Rent has soared despite vastly more rentals

COLUMBIA, Mo 5/10/16 (Update) --
  By the so-called Law of Supply and Demand, more apartments should mean lower rents.

So why have rents in Columbia skyrocketed, as thousands of student apartments and other rentals hit the market -- so many that Brookside developers said the market was oversupplied almost two years ago?

The rental unit pricing model has changed, from a per-unit rate to a per-bed rate.    

Where once Jane Q. Landlord rented a three-bedroom house for $750/month, now she can rent three bedrooms for $350 each -- a bargain by student housing standards -- raising the rent for her house to $1,050/month.    

The effect is a $300/month rent increase for Jane because market makers -- large apartment builders with an outsized influence on the rental market -- have changed the local rental-pricing model.  

Economists might call this counter-intuitive result a market-maker shift of the supply curve.    As it is adopted by all landlords -- not just student apartments -- the new per-bedroom pricing model shifts the supply curve to the left, causing the price of an apartment -- the rent -- to rise.  
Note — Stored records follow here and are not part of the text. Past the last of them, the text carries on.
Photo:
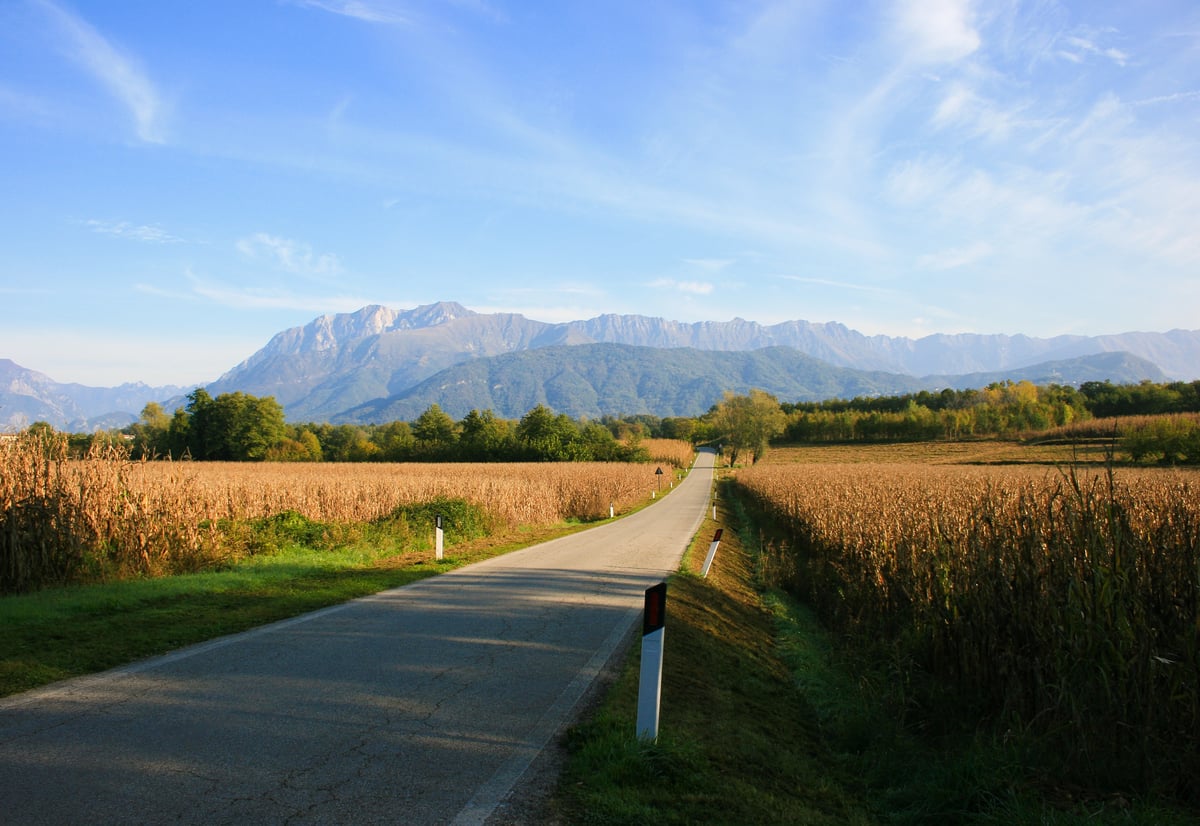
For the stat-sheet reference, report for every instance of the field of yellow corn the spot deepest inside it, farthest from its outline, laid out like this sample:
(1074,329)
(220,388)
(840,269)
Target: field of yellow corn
(1065,600)
(58,515)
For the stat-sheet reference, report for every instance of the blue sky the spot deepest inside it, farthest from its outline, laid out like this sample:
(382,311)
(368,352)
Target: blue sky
(181,180)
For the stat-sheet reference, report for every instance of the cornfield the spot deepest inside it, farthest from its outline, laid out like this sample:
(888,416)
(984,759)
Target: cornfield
(1066,603)
(670,452)
(64,520)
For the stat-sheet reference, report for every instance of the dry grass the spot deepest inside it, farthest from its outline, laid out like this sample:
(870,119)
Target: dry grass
(1067,600)
(984,452)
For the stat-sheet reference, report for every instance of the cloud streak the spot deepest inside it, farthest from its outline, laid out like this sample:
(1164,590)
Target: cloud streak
(291,256)
(148,233)
(114,70)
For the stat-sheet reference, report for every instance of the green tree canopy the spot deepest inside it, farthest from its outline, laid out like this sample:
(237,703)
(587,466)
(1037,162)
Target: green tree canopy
(747,424)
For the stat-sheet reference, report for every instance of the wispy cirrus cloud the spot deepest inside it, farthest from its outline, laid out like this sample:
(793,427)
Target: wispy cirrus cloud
(149,233)
(955,257)
(243,297)
(936,30)
(114,70)
(369,11)
(688,287)
(289,255)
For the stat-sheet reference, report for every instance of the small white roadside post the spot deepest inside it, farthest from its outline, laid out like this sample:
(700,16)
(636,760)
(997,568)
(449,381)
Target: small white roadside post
(649,687)
(712,552)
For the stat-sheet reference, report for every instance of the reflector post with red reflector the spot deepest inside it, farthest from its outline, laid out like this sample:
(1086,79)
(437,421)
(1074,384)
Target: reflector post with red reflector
(649,687)
(712,554)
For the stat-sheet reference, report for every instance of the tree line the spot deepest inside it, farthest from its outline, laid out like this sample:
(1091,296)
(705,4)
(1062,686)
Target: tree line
(237,426)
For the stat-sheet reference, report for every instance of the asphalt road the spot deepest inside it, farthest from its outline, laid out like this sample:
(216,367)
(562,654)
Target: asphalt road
(420,705)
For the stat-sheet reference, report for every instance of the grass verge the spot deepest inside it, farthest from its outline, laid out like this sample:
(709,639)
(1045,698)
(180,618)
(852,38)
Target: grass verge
(69,632)
(763,720)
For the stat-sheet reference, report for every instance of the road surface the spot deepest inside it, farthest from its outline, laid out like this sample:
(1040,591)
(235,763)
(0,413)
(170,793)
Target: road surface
(420,705)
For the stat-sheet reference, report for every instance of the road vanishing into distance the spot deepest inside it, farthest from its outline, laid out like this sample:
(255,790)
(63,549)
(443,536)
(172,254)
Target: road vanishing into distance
(420,705)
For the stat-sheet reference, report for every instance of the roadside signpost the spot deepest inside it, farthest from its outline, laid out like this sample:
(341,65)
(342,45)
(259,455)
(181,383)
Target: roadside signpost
(712,552)
(649,689)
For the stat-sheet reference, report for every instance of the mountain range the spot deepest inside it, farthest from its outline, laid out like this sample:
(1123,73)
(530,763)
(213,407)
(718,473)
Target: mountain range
(381,364)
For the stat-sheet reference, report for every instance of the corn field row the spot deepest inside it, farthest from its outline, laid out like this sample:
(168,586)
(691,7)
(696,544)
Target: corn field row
(67,520)
(1065,603)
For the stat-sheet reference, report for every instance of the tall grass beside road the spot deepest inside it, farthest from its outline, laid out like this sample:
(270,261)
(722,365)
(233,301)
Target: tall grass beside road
(1062,605)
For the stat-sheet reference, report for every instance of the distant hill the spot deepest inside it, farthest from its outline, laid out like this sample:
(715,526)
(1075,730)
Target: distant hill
(377,361)
(598,379)
(342,361)
(28,396)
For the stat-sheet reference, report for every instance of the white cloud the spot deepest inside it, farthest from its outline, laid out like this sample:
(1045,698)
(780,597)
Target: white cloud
(835,283)
(709,264)
(149,233)
(1080,47)
(934,31)
(955,257)
(115,71)
(292,256)
(688,287)
(379,11)
(241,297)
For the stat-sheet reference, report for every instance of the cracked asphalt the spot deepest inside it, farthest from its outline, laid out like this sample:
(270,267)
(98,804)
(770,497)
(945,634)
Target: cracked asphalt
(420,705)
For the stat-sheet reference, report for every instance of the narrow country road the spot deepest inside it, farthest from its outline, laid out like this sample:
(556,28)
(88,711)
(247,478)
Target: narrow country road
(420,705)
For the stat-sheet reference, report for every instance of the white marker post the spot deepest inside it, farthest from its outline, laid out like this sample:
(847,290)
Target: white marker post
(712,552)
(649,688)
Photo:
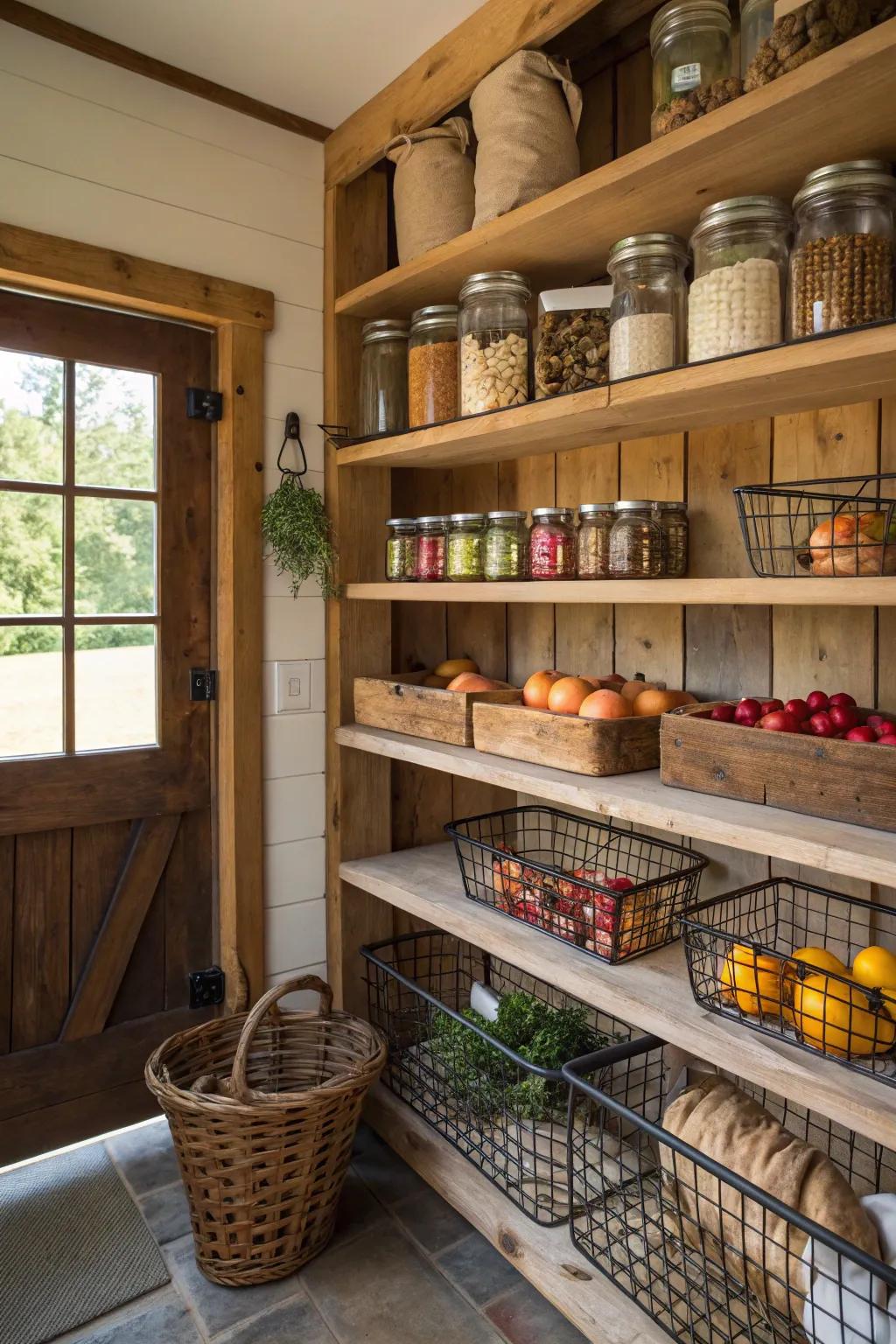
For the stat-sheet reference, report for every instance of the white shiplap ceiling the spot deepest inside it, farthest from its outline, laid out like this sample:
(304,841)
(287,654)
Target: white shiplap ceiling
(318,58)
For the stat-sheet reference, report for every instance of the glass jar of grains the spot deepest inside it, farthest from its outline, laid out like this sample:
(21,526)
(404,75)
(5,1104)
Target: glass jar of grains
(431,366)
(494,331)
(635,542)
(465,551)
(649,306)
(592,541)
(552,544)
(737,298)
(383,401)
(507,544)
(841,266)
(430,547)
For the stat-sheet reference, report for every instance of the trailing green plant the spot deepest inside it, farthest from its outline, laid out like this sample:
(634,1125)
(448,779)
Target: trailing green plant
(298,533)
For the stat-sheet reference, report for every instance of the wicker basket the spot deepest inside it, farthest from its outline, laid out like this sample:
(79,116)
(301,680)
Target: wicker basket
(262,1109)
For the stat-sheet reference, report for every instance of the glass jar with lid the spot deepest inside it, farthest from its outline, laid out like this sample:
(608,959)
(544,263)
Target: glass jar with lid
(635,542)
(383,399)
(737,298)
(507,544)
(649,306)
(841,265)
(552,544)
(465,550)
(690,49)
(431,366)
(494,332)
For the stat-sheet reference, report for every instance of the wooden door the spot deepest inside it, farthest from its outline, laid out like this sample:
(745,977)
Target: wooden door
(105,598)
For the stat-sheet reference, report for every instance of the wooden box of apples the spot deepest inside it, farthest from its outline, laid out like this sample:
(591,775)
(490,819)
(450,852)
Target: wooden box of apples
(586,724)
(822,756)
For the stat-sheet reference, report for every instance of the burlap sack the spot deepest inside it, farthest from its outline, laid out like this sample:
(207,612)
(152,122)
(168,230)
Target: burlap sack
(433,186)
(526,116)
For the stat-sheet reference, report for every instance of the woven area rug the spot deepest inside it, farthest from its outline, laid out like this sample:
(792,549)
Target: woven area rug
(73,1245)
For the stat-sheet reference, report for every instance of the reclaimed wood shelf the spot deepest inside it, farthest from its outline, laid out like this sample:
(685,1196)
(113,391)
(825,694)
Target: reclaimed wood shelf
(836,847)
(650,992)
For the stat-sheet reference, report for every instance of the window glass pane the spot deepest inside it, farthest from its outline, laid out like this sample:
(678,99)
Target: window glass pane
(32,396)
(30,554)
(30,690)
(115,556)
(115,428)
(115,687)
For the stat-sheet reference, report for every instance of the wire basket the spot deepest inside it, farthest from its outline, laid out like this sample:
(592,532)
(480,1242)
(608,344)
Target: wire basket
(739,949)
(601,886)
(710,1256)
(506,1116)
(835,528)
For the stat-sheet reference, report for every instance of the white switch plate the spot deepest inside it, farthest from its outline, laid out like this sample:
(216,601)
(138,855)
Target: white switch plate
(293,687)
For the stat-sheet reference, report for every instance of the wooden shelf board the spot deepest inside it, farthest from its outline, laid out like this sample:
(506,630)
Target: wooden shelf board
(832,845)
(765,142)
(544,1256)
(652,992)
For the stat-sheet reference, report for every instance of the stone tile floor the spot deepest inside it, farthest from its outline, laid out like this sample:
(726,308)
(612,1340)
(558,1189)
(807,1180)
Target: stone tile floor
(403,1268)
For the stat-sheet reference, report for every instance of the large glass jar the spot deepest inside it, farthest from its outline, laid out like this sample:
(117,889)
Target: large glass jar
(552,544)
(841,266)
(494,330)
(383,402)
(431,366)
(737,298)
(648,315)
(690,49)
(507,546)
(465,551)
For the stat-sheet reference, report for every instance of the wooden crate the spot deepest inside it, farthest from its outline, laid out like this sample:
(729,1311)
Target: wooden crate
(403,704)
(584,746)
(820,777)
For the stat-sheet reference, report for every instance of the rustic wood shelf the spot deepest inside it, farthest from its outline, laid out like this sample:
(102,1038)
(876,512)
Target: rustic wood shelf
(650,992)
(832,845)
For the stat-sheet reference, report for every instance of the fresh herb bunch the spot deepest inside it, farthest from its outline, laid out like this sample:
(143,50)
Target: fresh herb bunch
(298,533)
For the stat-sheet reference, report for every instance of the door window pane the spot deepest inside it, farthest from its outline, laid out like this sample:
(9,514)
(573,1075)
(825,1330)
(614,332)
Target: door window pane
(115,428)
(32,401)
(30,554)
(115,556)
(30,690)
(115,687)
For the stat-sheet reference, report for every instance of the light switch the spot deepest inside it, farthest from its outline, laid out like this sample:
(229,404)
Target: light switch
(293,687)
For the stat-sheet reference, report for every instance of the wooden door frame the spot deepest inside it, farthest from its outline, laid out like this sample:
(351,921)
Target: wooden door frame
(238,318)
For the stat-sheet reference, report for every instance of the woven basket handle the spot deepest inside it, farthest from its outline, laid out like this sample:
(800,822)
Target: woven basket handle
(240,1088)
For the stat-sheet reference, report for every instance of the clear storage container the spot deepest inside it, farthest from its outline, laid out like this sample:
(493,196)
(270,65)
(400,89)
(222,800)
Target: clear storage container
(841,266)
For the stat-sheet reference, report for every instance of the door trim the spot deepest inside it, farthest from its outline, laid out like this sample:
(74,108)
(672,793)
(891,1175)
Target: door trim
(240,315)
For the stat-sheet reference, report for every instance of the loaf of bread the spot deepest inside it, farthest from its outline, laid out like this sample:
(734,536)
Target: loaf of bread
(758,1248)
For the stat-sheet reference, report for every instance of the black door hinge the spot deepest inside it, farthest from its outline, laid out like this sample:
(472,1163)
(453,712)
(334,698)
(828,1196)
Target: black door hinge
(203,403)
(206,987)
(203,684)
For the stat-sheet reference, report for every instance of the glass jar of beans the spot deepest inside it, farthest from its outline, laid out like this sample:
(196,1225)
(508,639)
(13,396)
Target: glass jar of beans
(737,298)
(841,266)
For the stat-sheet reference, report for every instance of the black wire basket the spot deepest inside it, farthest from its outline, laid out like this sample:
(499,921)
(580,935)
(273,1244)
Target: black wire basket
(710,1256)
(598,885)
(506,1116)
(740,958)
(836,528)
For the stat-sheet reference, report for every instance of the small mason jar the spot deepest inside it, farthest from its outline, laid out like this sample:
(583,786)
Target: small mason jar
(635,542)
(507,546)
(737,298)
(383,401)
(401,550)
(552,544)
(648,316)
(465,551)
(841,266)
(494,332)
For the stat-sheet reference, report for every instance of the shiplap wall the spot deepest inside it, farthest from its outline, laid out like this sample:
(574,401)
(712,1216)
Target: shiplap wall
(108,158)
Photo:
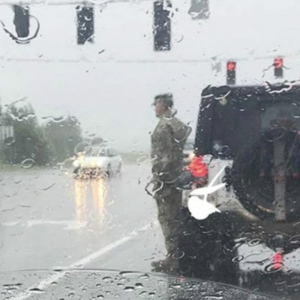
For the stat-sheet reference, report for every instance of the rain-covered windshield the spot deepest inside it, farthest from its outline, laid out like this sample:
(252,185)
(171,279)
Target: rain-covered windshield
(149,136)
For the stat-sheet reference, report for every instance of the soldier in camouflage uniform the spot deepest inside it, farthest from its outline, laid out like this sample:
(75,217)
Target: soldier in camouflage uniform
(167,143)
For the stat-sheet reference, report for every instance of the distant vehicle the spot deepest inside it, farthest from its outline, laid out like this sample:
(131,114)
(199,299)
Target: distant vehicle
(96,162)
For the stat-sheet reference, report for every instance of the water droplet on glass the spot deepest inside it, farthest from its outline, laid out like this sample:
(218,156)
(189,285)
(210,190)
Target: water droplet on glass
(144,276)
(107,279)
(254,242)
(238,258)
(9,141)
(27,163)
(139,285)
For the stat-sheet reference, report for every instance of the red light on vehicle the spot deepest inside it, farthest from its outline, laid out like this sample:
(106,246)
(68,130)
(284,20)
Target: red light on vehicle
(278,63)
(278,261)
(231,66)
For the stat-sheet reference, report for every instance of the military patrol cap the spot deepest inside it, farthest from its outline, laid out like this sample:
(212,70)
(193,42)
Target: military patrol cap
(166,99)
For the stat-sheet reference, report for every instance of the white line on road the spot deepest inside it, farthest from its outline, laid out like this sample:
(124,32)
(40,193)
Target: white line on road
(45,283)
(30,223)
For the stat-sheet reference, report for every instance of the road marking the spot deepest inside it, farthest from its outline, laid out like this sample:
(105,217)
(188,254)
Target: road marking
(69,225)
(45,283)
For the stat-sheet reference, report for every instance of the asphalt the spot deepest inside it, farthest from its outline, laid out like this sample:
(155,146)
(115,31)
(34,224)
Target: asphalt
(49,220)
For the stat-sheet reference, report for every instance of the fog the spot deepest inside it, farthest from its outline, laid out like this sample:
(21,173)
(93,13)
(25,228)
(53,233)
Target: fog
(109,85)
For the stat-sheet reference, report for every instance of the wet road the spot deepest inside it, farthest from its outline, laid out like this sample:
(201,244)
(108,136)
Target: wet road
(49,220)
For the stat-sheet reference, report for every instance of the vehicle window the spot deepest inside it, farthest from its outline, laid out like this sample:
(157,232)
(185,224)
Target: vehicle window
(149,149)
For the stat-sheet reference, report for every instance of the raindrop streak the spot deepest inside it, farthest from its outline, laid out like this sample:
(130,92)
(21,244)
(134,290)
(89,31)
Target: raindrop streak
(27,163)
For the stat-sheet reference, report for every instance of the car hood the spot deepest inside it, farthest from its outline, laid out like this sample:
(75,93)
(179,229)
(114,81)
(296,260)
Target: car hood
(95,284)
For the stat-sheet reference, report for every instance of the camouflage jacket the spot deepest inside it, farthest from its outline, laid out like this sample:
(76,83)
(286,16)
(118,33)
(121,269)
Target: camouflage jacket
(167,143)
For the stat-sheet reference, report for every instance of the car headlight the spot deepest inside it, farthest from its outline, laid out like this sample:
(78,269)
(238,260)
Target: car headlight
(76,164)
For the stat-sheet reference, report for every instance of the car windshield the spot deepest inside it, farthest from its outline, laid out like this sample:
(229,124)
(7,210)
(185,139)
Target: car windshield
(159,139)
(97,152)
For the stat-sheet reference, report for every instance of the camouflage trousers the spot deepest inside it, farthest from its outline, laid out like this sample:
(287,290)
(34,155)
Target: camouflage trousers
(168,201)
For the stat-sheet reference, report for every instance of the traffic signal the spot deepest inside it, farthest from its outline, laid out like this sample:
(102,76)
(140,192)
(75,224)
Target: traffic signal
(21,20)
(85,24)
(162,26)
(231,75)
(278,67)
(199,9)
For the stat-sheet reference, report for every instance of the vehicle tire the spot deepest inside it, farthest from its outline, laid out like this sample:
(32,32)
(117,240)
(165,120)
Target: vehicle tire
(257,194)
(209,248)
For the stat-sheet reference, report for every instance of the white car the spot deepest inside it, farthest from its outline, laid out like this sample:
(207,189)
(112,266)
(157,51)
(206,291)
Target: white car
(96,162)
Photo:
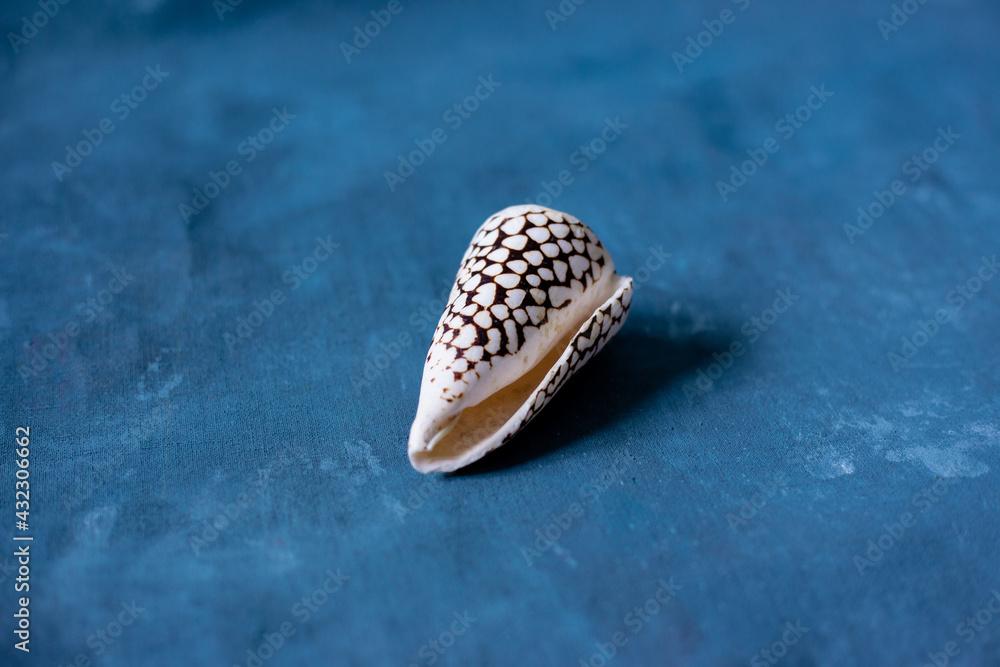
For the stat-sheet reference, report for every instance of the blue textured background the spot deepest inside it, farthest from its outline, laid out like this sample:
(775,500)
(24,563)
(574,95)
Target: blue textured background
(213,485)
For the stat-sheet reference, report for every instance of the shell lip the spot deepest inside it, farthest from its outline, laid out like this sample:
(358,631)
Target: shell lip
(420,447)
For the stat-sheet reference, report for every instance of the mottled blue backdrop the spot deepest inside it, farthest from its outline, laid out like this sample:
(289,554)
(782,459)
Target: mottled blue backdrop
(228,230)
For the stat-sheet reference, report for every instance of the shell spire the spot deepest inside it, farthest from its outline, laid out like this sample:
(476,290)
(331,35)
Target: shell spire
(535,298)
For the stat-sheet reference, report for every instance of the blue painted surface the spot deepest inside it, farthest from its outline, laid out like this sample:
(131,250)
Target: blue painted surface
(727,466)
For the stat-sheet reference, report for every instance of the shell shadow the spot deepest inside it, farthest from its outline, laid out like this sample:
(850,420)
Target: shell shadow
(647,358)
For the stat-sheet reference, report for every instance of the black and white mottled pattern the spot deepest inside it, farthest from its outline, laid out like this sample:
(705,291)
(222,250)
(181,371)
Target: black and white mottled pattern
(524,263)
(599,329)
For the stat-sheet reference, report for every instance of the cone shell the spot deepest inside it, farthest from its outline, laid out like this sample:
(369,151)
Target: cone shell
(535,298)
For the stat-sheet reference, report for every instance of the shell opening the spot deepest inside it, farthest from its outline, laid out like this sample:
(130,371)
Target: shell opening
(478,422)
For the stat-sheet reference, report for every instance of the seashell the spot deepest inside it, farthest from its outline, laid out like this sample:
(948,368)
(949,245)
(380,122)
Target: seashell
(535,298)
You can see this effect in the chart to the right (click for larger image). 

The red line represents the supply of rentals under the old per-unit pricing model.  The green line, shifted leftward, represents the new per bed pricing model. 

Now, what used to rent for $750 rents for $1,050 and so forth, even as the number of rentals increases.   

Developers use the per-bed pricing model to recapture a significant cost:  extra bathrooms

Traditional apartments might have 4-bedroom/2 bath units.   But student apartments provide each bedroom with its own bathroom, resulting in higher costs and higher rents.

The Brookside on College designs at this link illustrate a layout typical of student apartments.   The 4-bedroom/2 bath apartment is now a 4-bedroom/4 bath apartment with other rooms shared:  kitchen, living room, laundry, and common area. 

College dorms built in years past often had one large bathroom shared across many 2-person dorm rooms.   This design lowered costs, once the chief goal in student housing.  

Today, with student loans effectively subsidizing student housing, the opposite is true.  

With this pod design, student apartments are "purpose built," and do not lend themselves to small families, single adults, or populations other than students.    As Columbia Realtor Brent Gardner pointed out on his KFRU radio show, purpose-built housing is difficult to re-purpose.   If the student debt bubble bursts, it will be in serious jeopardy.  
 
Other factors have contributed to higher rents, too.   Boone County property taxes have soared in recent years, as have fees and rates connected to renting (utilities, inspection fees, etc.).


-- Mike Martin.    A property manager for 26 years, Martin has seen first-hand the effect of student apartments on rents.   An earlier version of this story ran in 2014.